H/t to Oyster.

Tom Aswell of Eunice Today‘s Capital News Service is reporting that Louisiana Attorney General Buddy Caldwell’s decision to enter into a lawsuit opposing the recently-passed health care reform bill may have been as a result of a backroom budget deal he made with Governor Jindal:

It also turns out that he (Caldwell) may have been reluctant to become what he described as the “token Democrat” in the litigation, but was backed into a corner by Gov. Bobby Jindal.

Caldwell and 12 Republican attorneys general joined in the lawsuit filed in Pensacola by Florida Attorney General Bill McCollum, who is taking the lead in the litigation filed only minutes after President Barack Obama signed it into law.
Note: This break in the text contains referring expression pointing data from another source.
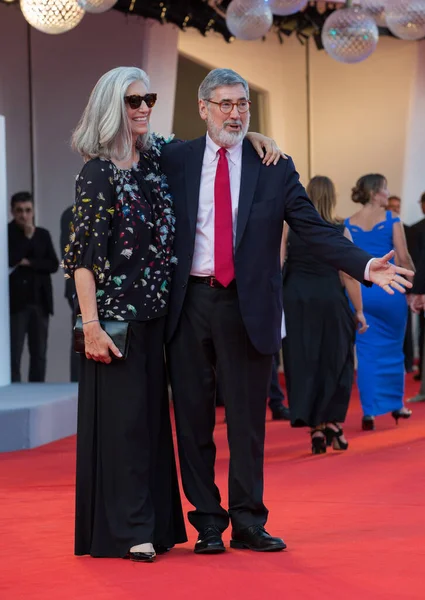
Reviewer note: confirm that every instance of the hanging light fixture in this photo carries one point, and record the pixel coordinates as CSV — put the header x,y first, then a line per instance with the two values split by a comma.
x,y
52,16
283,8
406,18
96,6
249,19
349,34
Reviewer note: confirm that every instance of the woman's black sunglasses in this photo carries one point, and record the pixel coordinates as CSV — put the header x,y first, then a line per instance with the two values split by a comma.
x,y
135,101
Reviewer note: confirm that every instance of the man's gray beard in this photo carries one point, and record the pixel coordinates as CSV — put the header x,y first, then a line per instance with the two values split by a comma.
x,y
224,138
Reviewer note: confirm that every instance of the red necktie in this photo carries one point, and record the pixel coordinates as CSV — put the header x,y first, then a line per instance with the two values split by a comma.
x,y
224,268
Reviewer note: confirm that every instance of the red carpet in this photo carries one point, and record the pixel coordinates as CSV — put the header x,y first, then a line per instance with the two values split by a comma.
x,y
354,524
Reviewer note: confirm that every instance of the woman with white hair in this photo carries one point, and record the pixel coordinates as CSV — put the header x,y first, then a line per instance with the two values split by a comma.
x,y
121,257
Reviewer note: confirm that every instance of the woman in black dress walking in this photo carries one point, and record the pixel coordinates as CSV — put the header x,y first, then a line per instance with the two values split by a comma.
x,y
318,350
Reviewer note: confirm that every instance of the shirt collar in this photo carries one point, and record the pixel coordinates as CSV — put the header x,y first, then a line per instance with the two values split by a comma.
x,y
234,153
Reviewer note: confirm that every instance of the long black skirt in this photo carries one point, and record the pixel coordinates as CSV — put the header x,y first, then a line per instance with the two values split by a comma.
x,y
127,490
318,350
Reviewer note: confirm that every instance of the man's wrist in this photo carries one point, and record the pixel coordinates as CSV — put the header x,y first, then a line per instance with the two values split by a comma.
x,y
367,269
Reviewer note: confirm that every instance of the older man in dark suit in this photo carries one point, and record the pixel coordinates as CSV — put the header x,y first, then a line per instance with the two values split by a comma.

Virginia’s attorney general, also a Republican, filed a separate suit challenging the constitutionality of the law.

Caldwell initially declined to comment on Louisiana’s participation in the lawsuit, saying that he anticipated a spokesperson would be appointed by the litigation group to address media inquiries. “It would not be appropriate for me to comment in the interim,” he said.

Three days later, however, he did issue a brief statement and his office said, “no other statements will be made.”

“As Attorney General, I am duty bound by my oath of office to pursue a request by the Governor of the state of Louisiana for legal assistance, so long as it has substantial legal merit.”

Some legal experts, according to the Associated Press, feel the lawsuit has dim prospects of success because, under the U.S. Constitution, federal laws prevail over state laws.

Caldwell said it was his decision to sign onto what he called Florida’s “well-drafted action” at the least cost to Louisiana in order to accomplish the same objective.

But his decision may not have been as willing as he attempted to make it appear.

In a subsequent address to employees of his office, the Attorney General said the decision was made more out of the necessity of saving jobs in his agency than any real hope—or desire—of overturning the health care law.

One employee said Caldwell, in a candid admission, claimed that a deal was made with Jindal. Under terms of that agreement, the governor would not make additional cuts in the attorney general’s budget if Caldwell joined in the litigation. Caldwell agreed to be the “token Democrat,” he said, so that he might save additional job cuts by an administration whose state goal is to reduce the number of state employees by as much as 5,000 per year over three years.